His heart stuttered as a seed of contentment nudged its way in. The way she said his name, kind of slow. Soft. The look of gratitude she sent him, that maybe said something more unless his skills had rusted from disuse.

“Come on, fellas. Let’s get you home.” She set the food on the passenger-side front seat, piled the boys into the car with greater ease than she’d displayed yesterday, and watched as Tyler tucked her cup into the cup holder. “Good job.”

Her approval evoked the boy’s smile, still tentative, but there.

Baby steps, Brett decided. He knew that regimen, all right.

He watched her pull away, then stared with surprise when she angled the car left, then right and pulled into the far right lot alongside the cooperative. A light blinked on in the back of the original furniture store. Then another.

She lived in the recently approved apartment behind the old furniture store. How had he missed that?

Then another thought occurred, bringing back her conversation yesterday, her concern, the money issues, the time constraints.

He let his gaze wander Bennington Station, the new “Street of Shops”-type shopping experience enjoying a grand opening month to beat the band. Realization struck hard and deep.

She was Haley Jennings, Frederick Bennington’s granddaughter, the mastermind behind the burgeoning enterprise spearheading new business opportunities and success in this corner of Allegany County.

And he was slated to do her fire safety inspection Monday morning.

The lights blinked, mocking him, as if daring him to find something wrong on Monday. Like she needed anything else on her plate right now.

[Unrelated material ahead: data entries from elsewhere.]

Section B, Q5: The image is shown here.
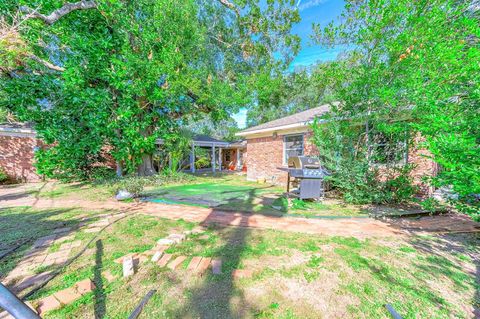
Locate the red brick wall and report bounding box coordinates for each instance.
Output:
[0,135,41,182]
[247,132,438,195]
[247,132,318,184]
[408,135,438,195]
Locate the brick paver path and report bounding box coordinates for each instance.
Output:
[0,182,478,238]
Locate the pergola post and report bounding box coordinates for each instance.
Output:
[218,147,222,172]
[212,144,215,173]
[235,148,242,169]
[190,141,195,173]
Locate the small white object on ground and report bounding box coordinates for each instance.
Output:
[157,238,175,246]
[152,251,163,263]
[115,190,133,200]
[123,256,135,277]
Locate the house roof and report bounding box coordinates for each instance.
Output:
[0,123,35,136]
[237,104,330,136]
[193,134,228,143]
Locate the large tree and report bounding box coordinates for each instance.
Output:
[315,0,480,215]
[0,0,299,177]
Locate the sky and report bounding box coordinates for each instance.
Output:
[233,0,345,128]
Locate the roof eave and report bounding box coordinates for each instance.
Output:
[235,120,330,137]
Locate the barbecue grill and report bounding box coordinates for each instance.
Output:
[287,156,327,199]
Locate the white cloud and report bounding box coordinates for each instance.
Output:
[297,0,328,11]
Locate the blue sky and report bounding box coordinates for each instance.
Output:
[233,0,345,128]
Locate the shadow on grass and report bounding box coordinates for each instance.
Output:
[93,239,106,319]
[175,216,253,318]
[0,207,113,295]
[175,189,270,318]
[404,233,480,318]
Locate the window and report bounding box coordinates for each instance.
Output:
[283,134,303,164]
[370,132,408,165]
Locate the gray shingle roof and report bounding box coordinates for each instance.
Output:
[240,104,330,133]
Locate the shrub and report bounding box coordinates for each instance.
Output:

But as interim inspector, the job was his while Bud Schmidt recovered from cancer surgery, and until then...

Haley Jennings would have to contend with him. He could only pray none of her merchants or subcontractors had messed up, but Brett knew the score. In the height of holiday shopping frenzy, everyone tried to use as much space as possible to promote themselves and their products. Improperly wired lighting displays, blocked exits, windows that wouldn’t open with the rain or snow...

All things that could spell disaster. People hurt. Lives lost. Too often a little caution could have provided a totally different outcome.

He ground his jaw and wondered how he’d missed her presence all these months, but the reality of that bit hard.

He’d been hiding, plain and simple. And the time for seclusion was over.